Vengeful widow Maggie will team up with reformed megalomaniac Negan to take Manhattan in The Walking Dead: Dead City. Fan favourite, and sexiest redneck in apocalyptic Georgia, Daryl Dixon will get his own self-titled series to wrap up his story later this year. Meanwhile, the untitled spin-off (and the one I am most excited for) coming in 2024 will reunite Danai Gurira’s sword wielding warrior Michonne with her husband Rick Grimes in what will only be the most important love story ever concluded.   

The questions many ask, inevitably, is: where does it end? Will these spin-offs bring the epic tale to a close? Or are they merely a big series of belts to beat the proverbial dead horse? Only time will tell. However, the same question might be asked of any current franchise. Star Wars, Marvel, Game of Thrones, Sex and the City, Gossip Girl, The L-Word, Death In Paradise, Law & Order, and many other TV franchises have dominated the screens for decades. Why should The Walking Dead be any different? 

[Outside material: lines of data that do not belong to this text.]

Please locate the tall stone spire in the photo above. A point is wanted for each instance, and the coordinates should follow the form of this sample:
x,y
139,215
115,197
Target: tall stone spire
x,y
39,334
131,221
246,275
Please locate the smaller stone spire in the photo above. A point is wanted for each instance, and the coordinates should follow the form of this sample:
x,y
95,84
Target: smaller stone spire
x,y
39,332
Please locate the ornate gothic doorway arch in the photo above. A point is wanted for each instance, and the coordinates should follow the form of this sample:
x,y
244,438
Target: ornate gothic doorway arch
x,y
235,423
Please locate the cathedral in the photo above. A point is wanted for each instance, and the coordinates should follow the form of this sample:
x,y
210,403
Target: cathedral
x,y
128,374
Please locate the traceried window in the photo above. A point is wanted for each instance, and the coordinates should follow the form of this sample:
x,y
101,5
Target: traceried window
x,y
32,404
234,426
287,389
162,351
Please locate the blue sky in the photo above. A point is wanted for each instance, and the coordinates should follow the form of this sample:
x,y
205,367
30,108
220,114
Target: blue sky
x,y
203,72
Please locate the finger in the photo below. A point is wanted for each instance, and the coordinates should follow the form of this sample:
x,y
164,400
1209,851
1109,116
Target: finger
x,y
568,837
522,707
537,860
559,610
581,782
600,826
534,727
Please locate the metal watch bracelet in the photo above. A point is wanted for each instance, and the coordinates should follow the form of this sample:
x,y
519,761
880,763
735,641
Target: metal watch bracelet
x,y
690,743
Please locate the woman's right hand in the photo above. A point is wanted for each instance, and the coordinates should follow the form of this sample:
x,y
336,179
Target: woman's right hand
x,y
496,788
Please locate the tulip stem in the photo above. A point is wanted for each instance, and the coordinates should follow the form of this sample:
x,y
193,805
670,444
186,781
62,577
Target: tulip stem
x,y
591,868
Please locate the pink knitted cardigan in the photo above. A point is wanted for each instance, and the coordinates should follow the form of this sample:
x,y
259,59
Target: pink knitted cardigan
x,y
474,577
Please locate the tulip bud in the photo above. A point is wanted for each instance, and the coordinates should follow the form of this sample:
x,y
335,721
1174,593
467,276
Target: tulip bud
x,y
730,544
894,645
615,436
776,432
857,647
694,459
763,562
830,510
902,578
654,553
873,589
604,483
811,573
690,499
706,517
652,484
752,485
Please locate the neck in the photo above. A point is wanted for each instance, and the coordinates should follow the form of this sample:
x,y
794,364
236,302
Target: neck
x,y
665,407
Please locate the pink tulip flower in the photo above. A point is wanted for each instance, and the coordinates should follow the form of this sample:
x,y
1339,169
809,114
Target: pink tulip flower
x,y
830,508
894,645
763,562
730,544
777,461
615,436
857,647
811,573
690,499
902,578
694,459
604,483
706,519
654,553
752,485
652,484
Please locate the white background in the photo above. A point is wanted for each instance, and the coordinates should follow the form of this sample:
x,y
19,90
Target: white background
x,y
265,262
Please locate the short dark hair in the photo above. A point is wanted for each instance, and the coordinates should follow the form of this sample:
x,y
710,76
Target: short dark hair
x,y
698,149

In fact, it hasn’t been. Prior to the three on the way, there have already been two Walking Dead spin-offs. Fear The Walking Dead, which covered a different group of survivors from Los Angeles over eight seasons, and The Walking Dead: World Beyond. The latter series, which finished in 2021, explored the mysterious paramilitary group that abducted protagonist Rick Grimes in the original series. Over the past decade, The Walking Dead and the tales its spawned have quietly carried on week after week season after season, one rotted foot in front of the other.  

Often, I am asked as a person who consistently watches The Walking Dead whether it’s “good.” Even the question a colleague asked me which prompted me to write this was: do we, as a society, need three more Walking Dead shows? 

Now, I could espouse the virtues of the series, which I did while comparing it to a certain other zombie apocalypse series. I could even talk about how, in its final two seasons, The Walking Dead managed to ponder poignant and fundamental questions of whether the “normal” part of “back to normal” is as aspirational as we would like to believe. Yes, I could cite these and many other reasons the show is not necessarily just the living meme it’s come to be known for. 

Instead, I want to ask: Is it not enough for a show to be a compelling constant in one’s life? Is it not enough to have a show that you can always chat with your dad about when you don’t want to hear his rants about politics? Is it not enough that when the world stopped for two years, the one thing that didn’t was The Walking Dead?  

Perhaps it isn’t enough to “justify” three spin-offs for some. But personally, I couldn’t care less. People are prepared to accept a series about a life-size action figure transporting an overpowered green Furby across space as a worthy addition to the pantheon of Star Wars. Surely, a handful of limited series to wrap up one of the longest-running cult sci-fi shows of the last decade cannot be where the line is drawn. Leave me, the dads of the world, and our ol’ reliable zombie soap opera alone.  

The Walking Dead: Dead City is premiering on Stan, June 19.